New solar plants are cropping up like mushrooms after a light drizzle. Plants covering several hectares are being constructed in Paldiski, Pärnu County, Türi-Alliku, while a smaller plant is under construction in Mäo. The largest solar field in Estonia was finished in Järva rural municipality in spring. Estonia has a total of roughly 1,300 solar power plants.
“Solar energy production has roughly doubled every year over the past six or seven years, but the future looks less sunny. Support will be based on tenders, while it is difficult to tell how lack of universal support will affect the market,” said Chairman of the Estonian Chamber of Renewable Energy Mihkel Annus. He said it is likely the solar energy market will become unstable from next year.
Annus explained that it takes an average-size solar plant seven to ten years to become profitable with current renewable energy support at €53.7 per megawatt hour. That time would roughly double from next year.
Momentum built up
Member of the board of Eesti Gaas, that is constructing Estonia’s largest complex of solar plants near Pärnu, Margus Kaasik said that the solar energy market has only now picked up momentum.
“The prices of solar power devices have dropped to a level where Estonia can afford them. The market did not favor construction of solar plants before, while it is high time to build now as support is set to disappear,” Kaasik said.

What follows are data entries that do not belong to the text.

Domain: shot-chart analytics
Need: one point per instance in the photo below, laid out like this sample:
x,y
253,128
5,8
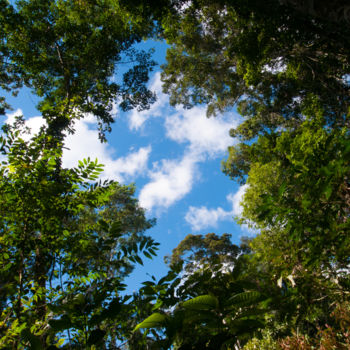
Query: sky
x,y
172,155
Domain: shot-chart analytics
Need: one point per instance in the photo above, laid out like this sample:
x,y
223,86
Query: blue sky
x,y
174,158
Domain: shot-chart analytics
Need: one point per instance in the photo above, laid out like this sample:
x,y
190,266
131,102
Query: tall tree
x,y
68,52
66,245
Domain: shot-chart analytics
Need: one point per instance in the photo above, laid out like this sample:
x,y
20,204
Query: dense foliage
x,y
67,243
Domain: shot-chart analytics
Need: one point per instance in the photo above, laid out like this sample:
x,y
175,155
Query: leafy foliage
x,y
66,246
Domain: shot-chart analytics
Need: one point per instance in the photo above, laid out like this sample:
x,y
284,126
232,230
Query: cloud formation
x,y
84,143
203,138
201,217
170,181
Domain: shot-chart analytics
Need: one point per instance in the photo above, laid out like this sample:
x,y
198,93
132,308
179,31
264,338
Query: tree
x,y
285,66
227,52
66,246
67,53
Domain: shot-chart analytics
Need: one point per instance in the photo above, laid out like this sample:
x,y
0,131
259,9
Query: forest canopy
x,y
68,240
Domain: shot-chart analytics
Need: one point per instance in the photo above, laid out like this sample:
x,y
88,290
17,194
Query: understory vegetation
x,y
69,240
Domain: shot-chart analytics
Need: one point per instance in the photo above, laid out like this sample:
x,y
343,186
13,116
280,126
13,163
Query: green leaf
x,y
202,302
61,324
35,342
245,298
154,321
96,336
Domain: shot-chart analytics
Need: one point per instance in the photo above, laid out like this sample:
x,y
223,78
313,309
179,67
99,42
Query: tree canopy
x,y
68,240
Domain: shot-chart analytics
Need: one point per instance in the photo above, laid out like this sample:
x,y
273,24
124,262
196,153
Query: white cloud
x,y
201,217
170,181
84,143
202,137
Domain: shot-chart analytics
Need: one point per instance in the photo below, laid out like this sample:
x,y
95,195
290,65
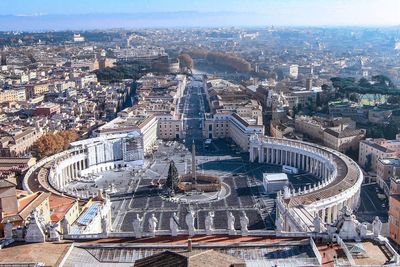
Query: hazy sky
x,y
279,12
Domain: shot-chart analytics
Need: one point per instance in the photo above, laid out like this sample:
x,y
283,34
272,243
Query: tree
x,y
173,177
368,163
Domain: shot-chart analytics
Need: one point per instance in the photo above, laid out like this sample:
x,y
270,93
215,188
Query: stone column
x,y
334,213
329,215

He added that investors are not interested in the long pay-back period once support runs out. “We will definitely build more solar parks in the future as we cannot keep out solar know-how to ourselves, but it is likely future solutions will be on a smaller scale and tied to medium-sized apartment buildings or offices,” Kaasik said.

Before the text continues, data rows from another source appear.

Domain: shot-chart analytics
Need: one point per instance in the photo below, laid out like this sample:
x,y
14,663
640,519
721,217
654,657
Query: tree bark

Eesti Energia subsidiary Enefit Green AS is building €5 million worth of solar plants that will still qualify for support under the previous scheme this year. CEO Aavo Kärmas said that while solar power will play an important role in Estonia in the future, it is not competitive without state subsidies. Even though renewable energy counts for 19 percent of total production in Estonia, the question is what will happen in the coming years.
“According to Estonia’s energy economy development plan, the goal is to have 50 percent renewable energy by 2030. This would require renewable energy volumes to grow several times compared to what we have today,” Kärmas found.
The amendment in question, passed with only a narrow margin in the Riigikogu in June, comes as a result of European Union state aid rules to switch renewable energy support to tenders, said Timo Tatar from the economy ministry’s energy department.
Renewable energy technology being cheaper today also plays a role. “Recent support levels were fixed nearly ten years ago and were outdated, at least as concerns total output of major plants,” Tatar said.
If the state is set to cover around half of the cost of solar plants this year, from next year, support will only be retained for solar devices installed on medium-sized houses the power of which is around 50 kW until December of 2020.
Tatar said that renewable energy support will be based on tenders that are in turn based on Estonia’s renewable energy goals in the future.
To soften the blow of the transition, the state will hold separate tenders for renewable energy producers the average capacity of which falls between 50 kW and 1 MW in the next three years. Up to 5 GWh of energy will be procured a year.
Aavo Kärmas added that if Enefit Green alone will construct 7 MW of solar plants this year, procuring 5 GWh hours through tenders in the coming years is clearly too little. He believes bigger auctions are needed.
Power system operator Elering reported last week that Estonian power plants produced a total of 402 GWh of renewable energy in Q3 of 2018, up around 20 percent year-over-year.
Power from solar panels that reached the grid came to 5 GWh in Q3 which is three times as much as in Q3 of last year, courtesy of new panels.
Because micro-producers consume most solar energy produced in Estonia, the total output of solar panels could be four or five times greater than what reaches the grid and qualifies for support.